Promising but mixed prospects for systemic therapy in urological cancers

18 March 2013

There are emerging and promising treatment options for urological cancers, but major advances in prostate, kidney and bladder cancers are still beyond reach due to the lack of solid data, serious side-effects and some drawbacks in combination drug trials.

With the aim to present an overview of how clinical factor and genomic medicine might impact the current standard of care, the session, chaired by Prof. Marid de Santis (AT), presented four state-of-the-art lectures on the integration of clinical and genomic data, the role of chemotherapy in prostate cancer, systemic therapy for renal cell cancer and second-line chemotherapy for urothelial cancer.

Prof. Anders Bjartell (SE) spoke on the integration of biomarkers and genomic data with clinical features and what can be expected in the coming years.

“The challenges in genomics is that there is an enormous amount of data to interpret, and there is a need how to identify truly functional ‘driver’ mutations…” said Bjartell. He added that researchers need tumour material in order to better understand tumour heterogeneity. “Morever, we need to collaborate and to validate news discoveries. We also need prospective studies,” he noted.
Prof. Peter Albers, meanwhile, addressed the issue of chemotherapy’s role in prostate cancer and spoke on the efficacy of docetaxel as a standard first-line treatment for metastatic castration resistant prostate cancer (mCRPC).

In his summary conclusions, he said that abiraterone is an alternative in the first-line setting, and that patient selection for chemotherapy hinges on good performance, the Gleason score (8-10), visceral metastases and age (<65 yrs). He added that cabizitaxel is standard second-line chemotherapy in CRPC with abiraterone as alternative.

Asst. Prof. Axel Merseburger (DE) lectured on systemic treatment for renal cell carcinoma, presenting a treatment landscape that is dominated by molecularly targeted and anti-angiogenic agents which are now the basis of many kidney cancer treatment regimens.
He described an overview of the clinical efficacies of systemic agents such as immune-based therapies (PD-1 inhibitors, vaccines), novel targets and novel tyrosine kinase inhibitors (TKIs).
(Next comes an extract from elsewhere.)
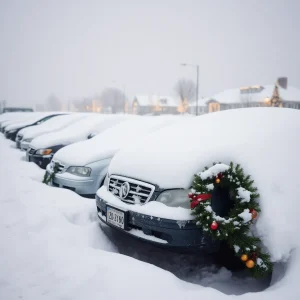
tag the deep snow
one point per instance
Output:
(53, 248)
“Pazopanib is not inferior to sunitinib with better health-related quality of life (COMPARZ trial),” he said, and added that second-generations TKIs seem to be associated with fewer side effects. “There is no benefit for combination, but more toxicity,” he added, whilst noting that smart sequence therapy (SST) is the gold standard in metastatic kidney cancer.
De Santis spoke on second-line chemotherapy for bladder cancer, underscoring the fact that while there are improvements in surgical or radical treatment techniques, the same cannot be said for systemic therapy, which in recent years has seen little progress since the 1970s with BCG, or the use of M-VAC in the 1980s.

In her lecture she spoke on vinflunine-based studies, particularly phase 3 trials which looked into vinflunine combined with best supportive care (BSC), and randomized against BSC alone in patients failing first-line platinum-based combination chemotherapy. She said the results showed a survival benefit in favour of vinflunine, which showed significance in the eligible patient population.
“Vinflunine is the only EMA-approved agent in the second-line setting,” said De Santis, as she underscored that future prospects include antiangiogenic treatment and the need for resources in genomic profiling studies, prospective validation and clinical studies.